Each of these rights are also fundamental to football supporters and the organisations that they might choose to join or with whom they fraternise.

A second—related—problem is that of discrimination, which is also covered by the United Nations Universal Declaration of Human Rights (Article 2) and European Convention on Human Rights (Article 14). To be sure, studies have shown that facial recognition technology displays inherent bias by disproportionately misidentifying women and ethnic minorities, meaning that people from these groups are more likely to be stopped and questioned by police and to have their images retained as the result of a false match.

This brings us to problem number three: effectiveness. Even Arfon Jones, a former police officer with over 30 years of experience and the current police and crime commissioner for North Wales, has publicly expressed scepticism. Speaking to The Guardian ahead of this week’s fixture at the Cardiff City Stadium, Jones noted that “[w]hen facial recognition technology was first used in the Champions League final at the Millennium Stadium there were several hundred, if not thousands, of false positives, so there have to be concerns about its accuracy.”

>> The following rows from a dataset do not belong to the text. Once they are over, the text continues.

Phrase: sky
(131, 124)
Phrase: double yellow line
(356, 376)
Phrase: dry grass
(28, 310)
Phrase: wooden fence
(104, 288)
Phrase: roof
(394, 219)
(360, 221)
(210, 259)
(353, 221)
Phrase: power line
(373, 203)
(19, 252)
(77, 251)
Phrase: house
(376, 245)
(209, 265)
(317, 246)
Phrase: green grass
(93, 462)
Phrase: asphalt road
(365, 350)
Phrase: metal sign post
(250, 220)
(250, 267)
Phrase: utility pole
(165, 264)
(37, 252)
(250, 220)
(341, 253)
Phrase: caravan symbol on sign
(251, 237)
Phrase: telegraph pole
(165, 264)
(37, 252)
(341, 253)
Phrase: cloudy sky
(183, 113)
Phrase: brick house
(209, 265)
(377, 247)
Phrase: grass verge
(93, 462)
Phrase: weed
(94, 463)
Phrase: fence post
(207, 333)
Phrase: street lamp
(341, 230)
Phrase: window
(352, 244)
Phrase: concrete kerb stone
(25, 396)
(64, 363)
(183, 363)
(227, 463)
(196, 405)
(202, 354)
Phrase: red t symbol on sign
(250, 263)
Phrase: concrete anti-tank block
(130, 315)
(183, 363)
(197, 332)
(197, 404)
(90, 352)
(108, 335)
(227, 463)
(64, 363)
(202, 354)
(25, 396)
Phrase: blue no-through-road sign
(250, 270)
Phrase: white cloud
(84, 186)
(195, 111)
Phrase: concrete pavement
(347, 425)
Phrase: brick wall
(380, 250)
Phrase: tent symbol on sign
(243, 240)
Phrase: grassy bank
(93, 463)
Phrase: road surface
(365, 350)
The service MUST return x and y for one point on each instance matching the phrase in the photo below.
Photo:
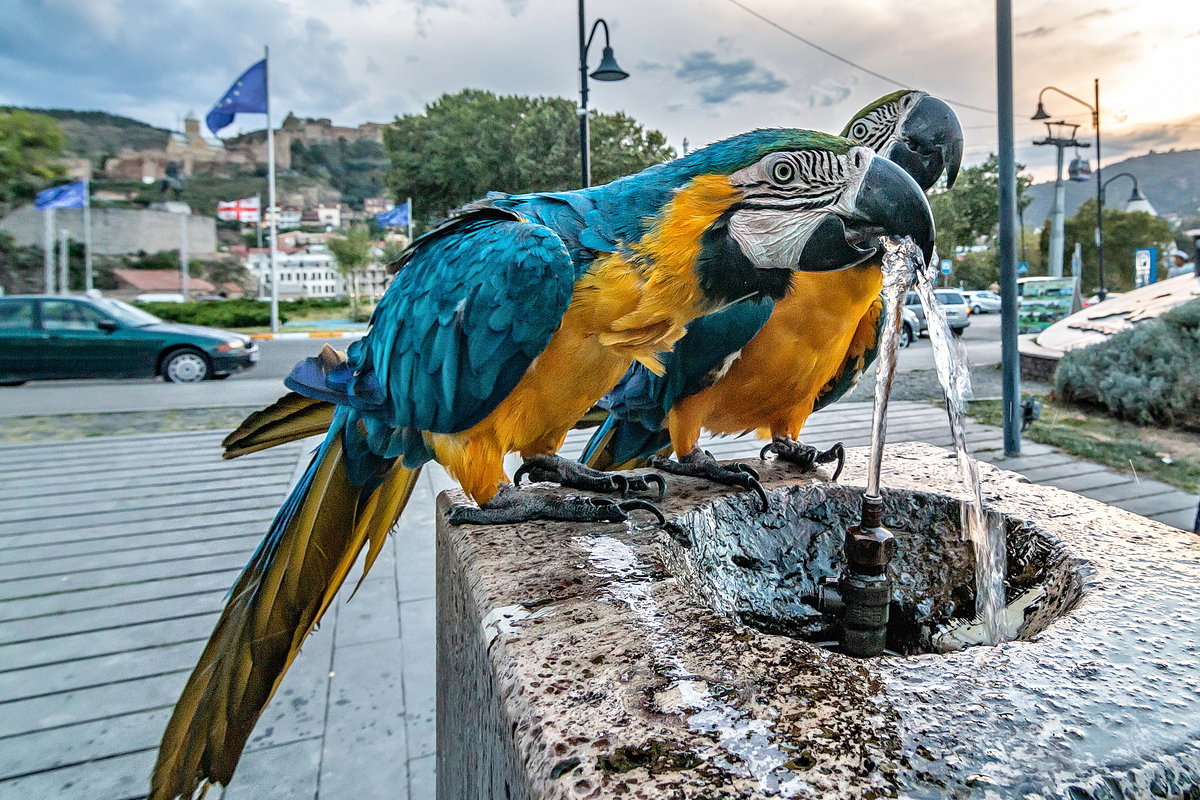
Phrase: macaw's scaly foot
(571, 474)
(700, 463)
(807, 456)
(511, 505)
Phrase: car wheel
(185, 367)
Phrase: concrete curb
(312, 335)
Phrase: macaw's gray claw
(643, 505)
(571, 474)
(511, 505)
(807, 456)
(642, 483)
(700, 463)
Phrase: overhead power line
(899, 84)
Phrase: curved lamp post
(609, 70)
(1041, 114)
(1137, 200)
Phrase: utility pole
(1061, 142)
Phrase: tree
(467, 144)
(970, 214)
(1123, 233)
(29, 145)
(352, 253)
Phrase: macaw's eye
(783, 172)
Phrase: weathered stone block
(615, 661)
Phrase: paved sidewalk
(49, 398)
(115, 554)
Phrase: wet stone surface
(609, 660)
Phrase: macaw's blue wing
(473, 304)
(639, 405)
(864, 346)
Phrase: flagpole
(270, 200)
(64, 283)
(48, 247)
(183, 254)
(88, 281)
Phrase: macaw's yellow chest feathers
(825, 320)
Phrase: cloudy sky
(700, 70)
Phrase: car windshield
(125, 313)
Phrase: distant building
(117, 232)
(189, 151)
(135, 282)
(309, 131)
(312, 272)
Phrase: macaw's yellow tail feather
(276, 602)
(288, 419)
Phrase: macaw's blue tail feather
(288, 419)
(316, 537)
(623, 444)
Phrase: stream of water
(987, 539)
(904, 265)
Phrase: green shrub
(1147, 374)
(216, 313)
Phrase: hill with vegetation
(1169, 180)
(97, 134)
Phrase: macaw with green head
(766, 366)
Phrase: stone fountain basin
(597, 661)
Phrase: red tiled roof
(159, 281)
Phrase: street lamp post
(606, 71)
(1061, 139)
(1041, 114)
(1137, 200)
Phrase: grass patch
(1167, 455)
(124, 423)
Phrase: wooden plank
(120, 576)
(117, 531)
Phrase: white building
(312, 272)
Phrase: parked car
(953, 304)
(982, 302)
(49, 337)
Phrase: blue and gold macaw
(767, 365)
(502, 329)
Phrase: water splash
(901, 262)
(987, 535)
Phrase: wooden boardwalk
(115, 555)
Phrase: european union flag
(395, 217)
(69, 196)
(246, 95)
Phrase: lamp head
(609, 70)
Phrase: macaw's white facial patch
(786, 196)
(880, 127)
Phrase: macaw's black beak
(891, 203)
(888, 204)
(930, 142)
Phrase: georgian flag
(241, 210)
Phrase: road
(263, 384)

Then there is the matter of what public bodies and private enterprises intend to do with data gathered from facial recognition scans. Much of the code used in commercial software is not transparent and thus cannot be constrained or submitted to independent review. It has also been suggested that sensitive data is vulnerable to hackers, state-backed or otherwise. Abigail McAlpine, a cyber security researcher at the Secure Societies Institute, agrees, pointing out that facial recognition information from the Metropolitan Police, defence contractors, and banks was recently discovered on a publicly accessible database. This is particularly worrying in light of moves by certain clubs to operate their own schemes through third parties, either to replace physical tickets or enforce banning orders.

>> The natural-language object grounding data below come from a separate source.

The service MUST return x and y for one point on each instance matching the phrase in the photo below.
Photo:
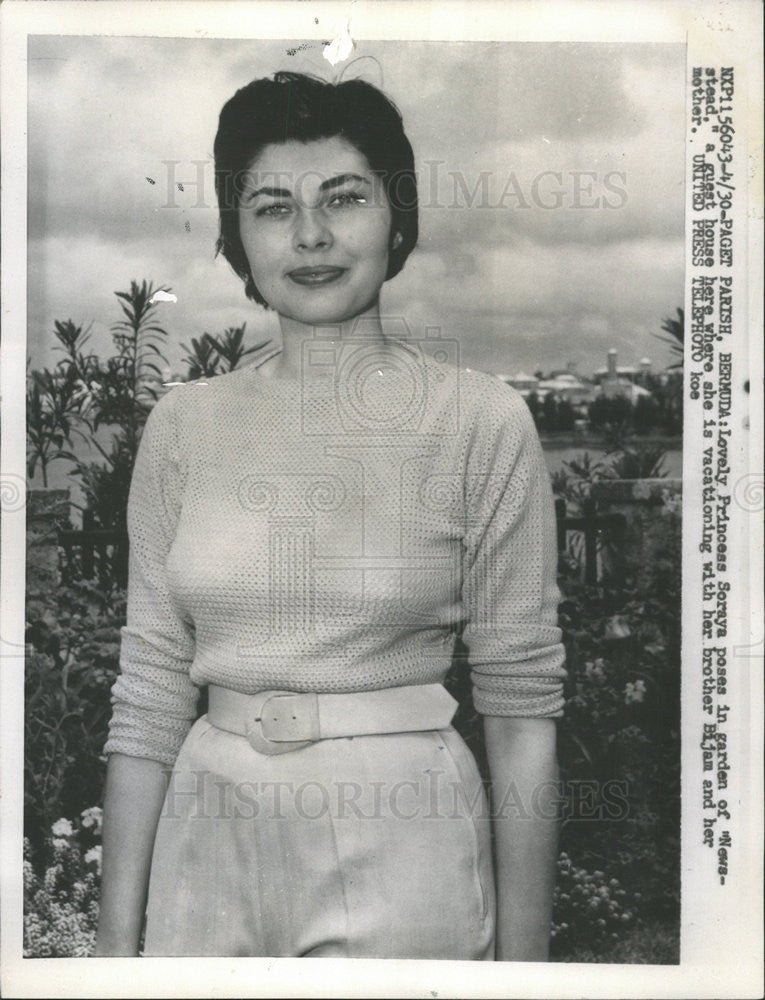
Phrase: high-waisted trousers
(360, 847)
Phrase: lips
(322, 274)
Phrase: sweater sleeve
(510, 593)
(153, 698)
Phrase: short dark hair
(295, 106)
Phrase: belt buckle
(281, 721)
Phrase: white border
(716, 961)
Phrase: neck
(366, 326)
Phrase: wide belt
(279, 721)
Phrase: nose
(311, 230)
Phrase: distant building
(525, 384)
(622, 380)
(566, 385)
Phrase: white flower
(634, 692)
(93, 856)
(62, 828)
(92, 817)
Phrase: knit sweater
(336, 535)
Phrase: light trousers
(362, 847)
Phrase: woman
(308, 535)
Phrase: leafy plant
(230, 346)
(589, 908)
(202, 359)
(676, 339)
(54, 405)
(61, 889)
(73, 638)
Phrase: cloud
(116, 124)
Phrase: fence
(93, 552)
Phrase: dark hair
(294, 106)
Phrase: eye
(272, 211)
(347, 198)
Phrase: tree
(676, 340)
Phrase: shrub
(73, 657)
(589, 909)
(61, 889)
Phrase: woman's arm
(524, 775)
(135, 790)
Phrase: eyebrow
(327, 185)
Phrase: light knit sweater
(334, 536)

GDPR will be an issue, too. Ms. McAlpine told us that “by utilising a facial recognition system, clubs must commit to investing in appropriate data management systems that can answer data subject access requests, which could, if stated, include all stored recordings of the individual in question.”

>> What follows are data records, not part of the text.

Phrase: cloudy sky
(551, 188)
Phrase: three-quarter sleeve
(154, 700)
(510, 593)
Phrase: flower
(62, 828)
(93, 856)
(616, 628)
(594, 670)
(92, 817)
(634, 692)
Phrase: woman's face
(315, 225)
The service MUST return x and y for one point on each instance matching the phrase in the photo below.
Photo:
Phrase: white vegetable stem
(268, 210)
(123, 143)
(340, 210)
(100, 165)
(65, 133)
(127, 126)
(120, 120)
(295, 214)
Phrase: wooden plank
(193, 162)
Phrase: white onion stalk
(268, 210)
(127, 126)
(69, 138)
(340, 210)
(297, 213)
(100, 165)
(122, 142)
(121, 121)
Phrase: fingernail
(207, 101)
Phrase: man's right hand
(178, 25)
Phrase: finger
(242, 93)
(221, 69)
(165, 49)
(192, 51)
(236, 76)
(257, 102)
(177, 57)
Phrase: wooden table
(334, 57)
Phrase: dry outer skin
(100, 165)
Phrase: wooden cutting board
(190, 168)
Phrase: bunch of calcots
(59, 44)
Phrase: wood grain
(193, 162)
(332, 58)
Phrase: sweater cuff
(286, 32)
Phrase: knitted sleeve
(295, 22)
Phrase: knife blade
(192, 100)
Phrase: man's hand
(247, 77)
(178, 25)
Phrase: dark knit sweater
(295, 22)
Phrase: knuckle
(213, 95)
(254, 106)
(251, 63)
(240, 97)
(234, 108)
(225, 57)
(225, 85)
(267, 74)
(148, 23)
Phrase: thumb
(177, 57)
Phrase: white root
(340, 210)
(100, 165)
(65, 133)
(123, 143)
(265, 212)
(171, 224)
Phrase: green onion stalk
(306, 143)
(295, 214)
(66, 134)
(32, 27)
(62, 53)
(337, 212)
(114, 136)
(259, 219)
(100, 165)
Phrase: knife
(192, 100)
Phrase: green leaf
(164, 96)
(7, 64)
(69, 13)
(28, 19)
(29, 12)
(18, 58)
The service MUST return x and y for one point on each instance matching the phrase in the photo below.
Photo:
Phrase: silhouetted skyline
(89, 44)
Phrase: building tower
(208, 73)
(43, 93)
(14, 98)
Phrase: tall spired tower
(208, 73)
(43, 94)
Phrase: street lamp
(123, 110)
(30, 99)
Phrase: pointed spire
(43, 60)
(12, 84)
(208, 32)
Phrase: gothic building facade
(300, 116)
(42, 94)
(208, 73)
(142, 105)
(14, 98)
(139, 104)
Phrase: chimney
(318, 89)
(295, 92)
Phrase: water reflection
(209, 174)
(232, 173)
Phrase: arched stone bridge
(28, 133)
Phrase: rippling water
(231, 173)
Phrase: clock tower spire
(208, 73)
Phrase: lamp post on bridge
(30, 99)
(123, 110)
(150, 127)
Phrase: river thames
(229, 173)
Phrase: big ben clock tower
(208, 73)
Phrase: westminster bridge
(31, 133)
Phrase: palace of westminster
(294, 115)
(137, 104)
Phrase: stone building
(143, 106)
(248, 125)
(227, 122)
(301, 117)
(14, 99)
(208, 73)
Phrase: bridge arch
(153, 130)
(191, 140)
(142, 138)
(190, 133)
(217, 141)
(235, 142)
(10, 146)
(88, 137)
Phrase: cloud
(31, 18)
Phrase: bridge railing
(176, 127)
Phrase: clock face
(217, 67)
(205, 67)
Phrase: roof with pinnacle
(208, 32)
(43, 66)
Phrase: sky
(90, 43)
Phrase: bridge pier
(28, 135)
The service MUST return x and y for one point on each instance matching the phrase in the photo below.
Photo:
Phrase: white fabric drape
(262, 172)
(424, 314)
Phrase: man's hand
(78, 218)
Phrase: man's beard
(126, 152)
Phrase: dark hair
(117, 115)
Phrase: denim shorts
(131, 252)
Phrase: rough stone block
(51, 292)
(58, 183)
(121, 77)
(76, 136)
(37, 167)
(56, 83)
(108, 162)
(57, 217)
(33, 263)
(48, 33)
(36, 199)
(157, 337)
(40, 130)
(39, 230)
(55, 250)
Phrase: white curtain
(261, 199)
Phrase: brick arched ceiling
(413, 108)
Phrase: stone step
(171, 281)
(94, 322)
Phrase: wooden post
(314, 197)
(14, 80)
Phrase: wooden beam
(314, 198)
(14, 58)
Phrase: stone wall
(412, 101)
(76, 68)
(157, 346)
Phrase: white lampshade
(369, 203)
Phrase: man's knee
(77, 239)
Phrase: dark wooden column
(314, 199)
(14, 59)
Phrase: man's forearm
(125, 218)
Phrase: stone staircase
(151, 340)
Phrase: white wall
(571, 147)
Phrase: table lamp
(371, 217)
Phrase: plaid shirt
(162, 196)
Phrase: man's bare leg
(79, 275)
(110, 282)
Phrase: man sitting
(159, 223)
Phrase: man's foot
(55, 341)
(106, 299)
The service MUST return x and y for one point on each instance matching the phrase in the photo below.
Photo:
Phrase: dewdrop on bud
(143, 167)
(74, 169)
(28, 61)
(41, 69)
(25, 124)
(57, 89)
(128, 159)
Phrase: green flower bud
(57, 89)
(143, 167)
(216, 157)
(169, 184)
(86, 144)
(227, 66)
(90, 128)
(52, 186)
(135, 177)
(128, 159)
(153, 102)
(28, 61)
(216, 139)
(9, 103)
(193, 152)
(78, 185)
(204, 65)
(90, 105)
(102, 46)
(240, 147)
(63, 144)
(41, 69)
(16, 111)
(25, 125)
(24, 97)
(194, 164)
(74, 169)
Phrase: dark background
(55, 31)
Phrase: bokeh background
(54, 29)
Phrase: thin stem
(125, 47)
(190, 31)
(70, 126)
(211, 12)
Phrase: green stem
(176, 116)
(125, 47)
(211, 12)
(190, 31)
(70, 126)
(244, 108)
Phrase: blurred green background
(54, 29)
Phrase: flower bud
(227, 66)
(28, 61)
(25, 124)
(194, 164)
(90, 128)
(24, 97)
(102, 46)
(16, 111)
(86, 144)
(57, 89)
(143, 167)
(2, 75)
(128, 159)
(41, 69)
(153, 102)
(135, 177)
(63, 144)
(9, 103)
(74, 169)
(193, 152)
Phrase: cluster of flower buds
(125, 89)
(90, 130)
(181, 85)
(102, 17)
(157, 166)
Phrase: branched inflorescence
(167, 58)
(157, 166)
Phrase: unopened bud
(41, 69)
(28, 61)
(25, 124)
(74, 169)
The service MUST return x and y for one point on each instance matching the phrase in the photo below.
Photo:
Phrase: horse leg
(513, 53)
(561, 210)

“And”, she added, “they must clearly communicate this to their customers, or in this case, fans.”

What makes all this slightly perplexing is the disconnect between means and ends. Or, to put it another way, there is little, if any, evidence to suggest that the use of facial recognition technology at football matches is a proportionate response to the attendant hazards.

On the security front, Paul Corkrey (FSE Board member/FSA Cymru) summed up the incongruity of the police’s justification back in October, 2019, when Cardiff and Swansea fans were first singled out: “20,270 football supporters were subjected to facial recognition in order to monitor fewer than 50 people on a police force watchlist”, most of whom only had club-issued stadium bans.

The same goes for the service, or access, argument. In response to Manchester City’s mooted ticketless fan idea, Amanda Jacks from the Football Supporters’ Association (FSA) observed that “fans will still have to be searched before entering any stadium, and the technology is apparently only fractionally faster that electronic card readers, [so] it’s difficult to see how this is genuinely an improvement on the current system.”

What, then, is to be done?

We must first acknowledge that we are all, in some shape or form, dealing with a novel, unpredictable phenomenon, and there is no good reason to rush its application. We agree with other stakeholders that more evidence is required, as is a robust regulatory framework. Until such steps are taken, FSE supports calls for a European-wide moratorium on the use of facial recognition technology.

Given this context, FSE further demands an immediate end to the deployment of facial recognition technology at football matches in the UEFA region and a consultation process with fans and fans’ organisations.